Fransız -elektronik- medyasında Türkiye ile ilgili herhangi bir haber yer aldığında kuyruğuna takılan okur tepkilerini okumaya bayılıyorum. Öylesine eğlenceli oluyor ki...
Hem Fransız medyası, hem de üşenmeden tepkilerini ileten okurları sağolsunlar; beni yine çok güldürdüler.
Biliyorsunuz, Başbakan Erdoğan önceki gün İbrahim Tatlıses'i hastanede ziyaretinden çıkışında bir soru üstüne Libya krizinde gelinen son noktayı değerlendirdi: "Paris artık devre dışı kalmaya başladı. Ben bu gelişmeyi Libya'daki süreç için çok olumlu görüyorum."
Fransa Cumhurbaşkanı Nicolas Sarkozy'ye bundan daha kibar ama bir o kadar da hınzır çimdik atılmazdı.
Erdoğan'ın açıklamasını tabii uluslararası ajanslar anında "Acil" koduyla geçtiler.
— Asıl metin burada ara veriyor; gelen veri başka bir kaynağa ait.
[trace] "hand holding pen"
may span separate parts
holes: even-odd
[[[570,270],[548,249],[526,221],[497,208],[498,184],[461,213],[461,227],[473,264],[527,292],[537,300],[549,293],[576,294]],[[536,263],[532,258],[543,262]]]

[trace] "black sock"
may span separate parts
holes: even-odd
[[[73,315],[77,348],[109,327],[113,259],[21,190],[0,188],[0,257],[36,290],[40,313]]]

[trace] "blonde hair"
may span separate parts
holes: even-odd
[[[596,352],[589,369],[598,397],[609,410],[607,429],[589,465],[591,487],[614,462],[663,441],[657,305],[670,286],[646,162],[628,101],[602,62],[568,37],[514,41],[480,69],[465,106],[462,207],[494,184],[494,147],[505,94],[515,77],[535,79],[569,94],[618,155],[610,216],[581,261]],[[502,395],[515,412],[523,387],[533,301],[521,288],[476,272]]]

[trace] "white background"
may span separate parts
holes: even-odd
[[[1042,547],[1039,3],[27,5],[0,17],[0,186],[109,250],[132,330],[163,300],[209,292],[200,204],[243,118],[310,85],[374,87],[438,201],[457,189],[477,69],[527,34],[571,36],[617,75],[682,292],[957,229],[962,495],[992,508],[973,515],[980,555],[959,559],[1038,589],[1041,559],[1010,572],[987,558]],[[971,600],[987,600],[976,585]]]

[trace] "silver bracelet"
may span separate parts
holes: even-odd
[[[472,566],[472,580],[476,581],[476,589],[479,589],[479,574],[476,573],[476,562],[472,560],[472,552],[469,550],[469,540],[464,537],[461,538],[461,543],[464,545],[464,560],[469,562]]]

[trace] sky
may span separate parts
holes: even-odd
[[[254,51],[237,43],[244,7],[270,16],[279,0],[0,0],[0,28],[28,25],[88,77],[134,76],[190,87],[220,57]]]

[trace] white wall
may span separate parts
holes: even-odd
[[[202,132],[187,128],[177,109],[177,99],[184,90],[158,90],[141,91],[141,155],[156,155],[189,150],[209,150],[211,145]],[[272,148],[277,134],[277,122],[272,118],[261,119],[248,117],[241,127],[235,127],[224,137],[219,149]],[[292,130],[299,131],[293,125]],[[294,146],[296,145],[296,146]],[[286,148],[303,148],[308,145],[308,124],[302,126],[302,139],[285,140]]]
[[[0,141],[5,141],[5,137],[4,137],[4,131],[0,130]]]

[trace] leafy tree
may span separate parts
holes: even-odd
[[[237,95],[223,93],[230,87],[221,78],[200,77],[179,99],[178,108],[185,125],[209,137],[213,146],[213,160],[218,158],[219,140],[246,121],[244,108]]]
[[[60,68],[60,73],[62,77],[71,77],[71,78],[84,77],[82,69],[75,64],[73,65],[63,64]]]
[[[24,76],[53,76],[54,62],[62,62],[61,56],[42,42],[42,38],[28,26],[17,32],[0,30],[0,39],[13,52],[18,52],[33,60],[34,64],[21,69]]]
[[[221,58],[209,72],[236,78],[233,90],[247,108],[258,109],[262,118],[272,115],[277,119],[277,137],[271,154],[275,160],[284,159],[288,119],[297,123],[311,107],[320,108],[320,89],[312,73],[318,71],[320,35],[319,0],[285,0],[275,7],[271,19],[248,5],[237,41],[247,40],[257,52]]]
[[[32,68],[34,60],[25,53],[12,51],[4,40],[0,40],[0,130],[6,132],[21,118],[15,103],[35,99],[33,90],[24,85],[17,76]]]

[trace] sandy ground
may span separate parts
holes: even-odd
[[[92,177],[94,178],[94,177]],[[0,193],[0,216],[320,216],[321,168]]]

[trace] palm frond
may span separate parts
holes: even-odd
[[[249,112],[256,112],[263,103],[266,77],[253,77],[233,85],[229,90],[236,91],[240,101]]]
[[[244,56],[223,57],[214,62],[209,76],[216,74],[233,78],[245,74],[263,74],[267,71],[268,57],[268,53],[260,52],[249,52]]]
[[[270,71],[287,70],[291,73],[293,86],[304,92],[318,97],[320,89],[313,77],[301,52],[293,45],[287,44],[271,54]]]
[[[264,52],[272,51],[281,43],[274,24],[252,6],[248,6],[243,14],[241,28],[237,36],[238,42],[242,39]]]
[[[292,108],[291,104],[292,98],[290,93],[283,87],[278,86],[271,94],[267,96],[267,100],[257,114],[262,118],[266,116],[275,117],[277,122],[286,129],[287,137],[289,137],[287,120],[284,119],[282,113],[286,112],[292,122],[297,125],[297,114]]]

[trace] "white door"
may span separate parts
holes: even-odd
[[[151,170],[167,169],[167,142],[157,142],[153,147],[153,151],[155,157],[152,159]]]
En başta da AFP, yani "Agence France Presse". AFP'nin haberi 10-15 dakika sonra "Le Figaro" gazetesinin internet sitesinin manşetine yerleşti. Ve başladı okur tepkileri... 5, 10, 20, 30, 40... Ben "Bu kadarı yeter" diye siteden çıktığımda 20 dakikada 46 okur tepkisi gelmiş ve haberin sonunda sıralanmıştı. Buyurun o tepkilerden bir demet: n"Son 10 günde aldığım en güzel haber bu."
"Fransa (Daha doğrusu Sarkozy) gücünün yetmediği bir alanda büyüklük taslamaya kalkıştı ama aslında bir cüce. Zerrece başarı şansı da yok."
"Türkiye'ye bravo. Herkesin alçak sesle mırıldandığını yüksek sesle haykırdı." n"Bir devlet başkanı için ne utanç verici bir durum."
"Fransa'nın özellikle de cumhurbaşkanının tutumunun sadece seçim hesaplarına dayandığını ve ikiyüzlülükten başka bir şey olmadığını herkes görmeye başladı. Fransız diplomasisi hiç bu kadar alçalmamıştı."
"Önümüzdeki günler Fransız diplomasisi için epey sıkıntılı geçecek. Bu tür krizlerin yönetiminde çok daha olgun davranan Türkiye'nin bilgeliğine tebrikler."
"Sarkozy bu gidişle Fransa'yı Avrupa'nın dışına itecek. Böylece Türkiye'nin girişi de kolaylaşacak!"
"Biz de Erdoğan gibi dobra bir lider seçemeyecek miyiz? Dedikleri o kadar doğru ki."